Ask a doctor about a prescription for Citosar

This page is for general information. Consult a doctor for personal advice. Call emergency services if symptoms are severe.
About the medicine

How to use Citosar

Package Leaflet: Information for the User

CYTOSAR, 100 mg, powder and solvent for solution for injection

Cytarabine

Read all of this leaflet carefully before you start using this medicine because it contains important information for you.

  • You should keep this leaflet. You may need to read it again.
  • If you have any further questions, ask your doctor or pharmacist.
  • This medicine has been prescribed for you only. Do not pass it on to others. It may harm them, even if their signs of illness are the same as yours.
  • If you get any side effects, talk to your doctor or pharmacist. This includes any possible side effects not listed in this leaflet. See section 4.
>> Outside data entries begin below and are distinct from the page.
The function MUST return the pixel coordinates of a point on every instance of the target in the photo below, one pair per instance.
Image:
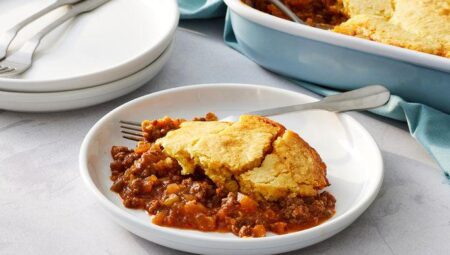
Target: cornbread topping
(421, 25)
(246, 177)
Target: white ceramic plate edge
(117, 72)
(372, 47)
(74, 99)
(186, 242)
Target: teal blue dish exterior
(339, 67)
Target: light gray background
(46, 209)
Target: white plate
(107, 44)
(73, 99)
(355, 167)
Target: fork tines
(132, 130)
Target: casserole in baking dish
(336, 60)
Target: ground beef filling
(148, 179)
(318, 13)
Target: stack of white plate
(94, 58)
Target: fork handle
(11, 33)
(88, 5)
(359, 99)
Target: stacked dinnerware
(90, 59)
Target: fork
(359, 99)
(22, 59)
(7, 37)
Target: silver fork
(359, 99)
(22, 59)
(7, 37)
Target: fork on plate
(22, 59)
(359, 99)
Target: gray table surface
(46, 209)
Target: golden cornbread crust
(421, 25)
(293, 168)
(255, 155)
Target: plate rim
(352, 213)
(93, 79)
(109, 88)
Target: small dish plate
(74, 99)
(355, 166)
(107, 44)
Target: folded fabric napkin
(428, 125)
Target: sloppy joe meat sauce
(147, 179)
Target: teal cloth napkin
(429, 126)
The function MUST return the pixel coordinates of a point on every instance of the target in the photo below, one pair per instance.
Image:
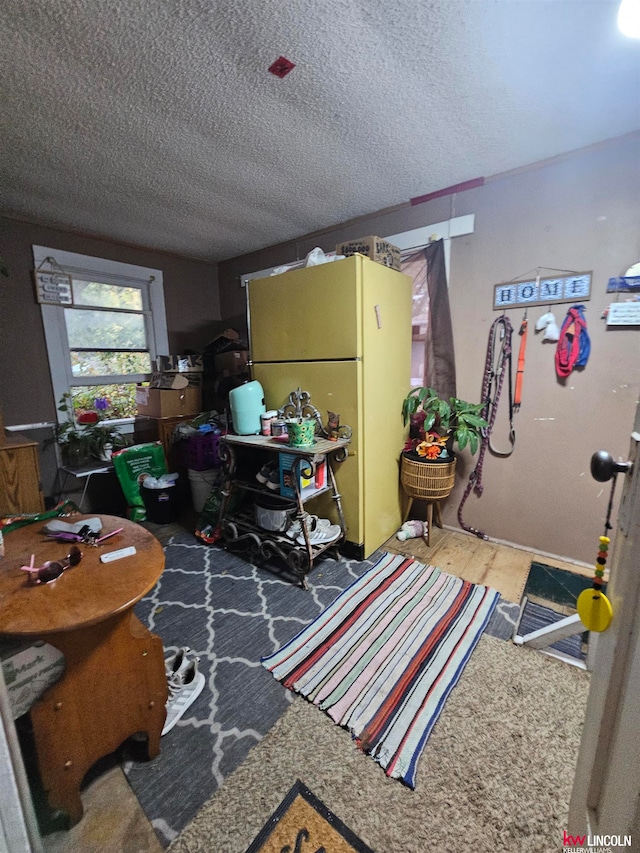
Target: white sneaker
(179, 663)
(313, 523)
(184, 688)
(321, 535)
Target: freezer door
(308, 314)
(335, 387)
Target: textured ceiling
(156, 122)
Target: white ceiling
(156, 122)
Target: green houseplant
(439, 423)
(82, 437)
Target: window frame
(86, 268)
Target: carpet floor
(495, 777)
(230, 613)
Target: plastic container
(201, 483)
(265, 421)
(247, 404)
(162, 505)
(273, 513)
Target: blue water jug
(247, 404)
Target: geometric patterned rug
(231, 613)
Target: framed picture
(53, 288)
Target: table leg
(114, 685)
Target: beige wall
(580, 212)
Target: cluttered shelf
(277, 524)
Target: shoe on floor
(313, 523)
(178, 663)
(321, 535)
(184, 689)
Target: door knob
(604, 466)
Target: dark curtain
(431, 299)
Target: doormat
(535, 616)
(557, 586)
(303, 822)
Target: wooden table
(114, 682)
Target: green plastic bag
(132, 465)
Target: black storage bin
(162, 505)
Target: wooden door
(606, 793)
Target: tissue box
(179, 364)
(307, 485)
(28, 670)
(373, 247)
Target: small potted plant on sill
(85, 436)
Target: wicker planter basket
(429, 481)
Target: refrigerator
(341, 331)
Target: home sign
(542, 291)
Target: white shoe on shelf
(321, 535)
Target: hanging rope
(517, 396)
(498, 362)
(574, 345)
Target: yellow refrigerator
(341, 331)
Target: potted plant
(437, 424)
(86, 435)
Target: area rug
(302, 821)
(495, 776)
(383, 658)
(230, 613)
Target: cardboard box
(373, 247)
(161, 403)
(29, 668)
(176, 381)
(179, 364)
(231, 363)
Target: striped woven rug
(382, 659)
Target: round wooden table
(114, 683)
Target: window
(103, 344)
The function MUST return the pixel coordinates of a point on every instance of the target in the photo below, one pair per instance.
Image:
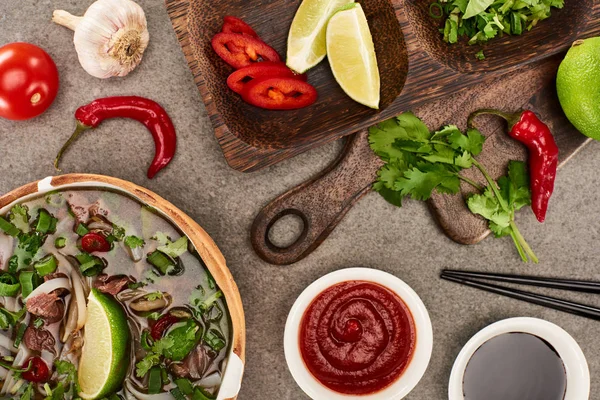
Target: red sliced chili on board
(37, 370)
(236, 25)
(279, 93)
(92, 242)
(239, 79)
(239, 51)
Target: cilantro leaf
(134, 242)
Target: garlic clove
(111, 37)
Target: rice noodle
(22, 355)
(136, 394)
(79, 299)
(50, 286)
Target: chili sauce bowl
(576, 371)
(423, 335)
(202, 242)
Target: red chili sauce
(357, 337)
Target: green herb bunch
(419, 161)
(482, 20)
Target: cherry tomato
(162, 325)
(92, 242)
(38, 371)
(28, 81)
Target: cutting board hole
(286, 230)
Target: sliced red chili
(279, 93)
(92, 242)
(38, 370)
(239, 51)
(163, 323)
(236, 25)
(239, 79)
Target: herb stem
(471, 182)
(493, 185)
(523, 242)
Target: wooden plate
(416, 65)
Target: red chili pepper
(163, 323)
(239, 79)
(527, 128)
(236, 25)
(92, 242)
(239, 51)
(279, 93)
(146, 111)
(37, 370)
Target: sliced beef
(49, 307)
(193, 366)
(112, 284)
(38, 339)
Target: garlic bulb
(110, 38)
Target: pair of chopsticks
(477, 280)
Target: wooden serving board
(416, 67)
(323, 201)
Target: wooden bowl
(206, 247)
(333, 111)
(549, 37)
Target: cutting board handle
(321, 203)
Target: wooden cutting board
(419, 69)
(323, 201)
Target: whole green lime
(578, 86)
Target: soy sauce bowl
(416, 366)
(575, 364)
Contents of the pack and other information

  • 1. What the medicine is and what it is used for
  • 2. Important information before you use the medicine
  • 3. How to use the medicine
  • 4. Possible side effects
  • 5. How to store the medicine
  • 6. Contents of the pack and other information

1. What the medicine is and what it is used for

The medicine belongs to a group of anti-cancer medicines. The medicine should only be used by doctors experienced in the administration of anticancer therapy and only when the benefits of treatment outweigh the risks.

The medicine is used to treat acute myeloid leukemia in adults and children. It is also indicated for the treatment of acute lymphoblastic leukemia and chronic myeloid leukemia. It can be used as monotherapy (as the only medicine) or in combination with other anticancer medicines. The best results are obtained with combination therapy.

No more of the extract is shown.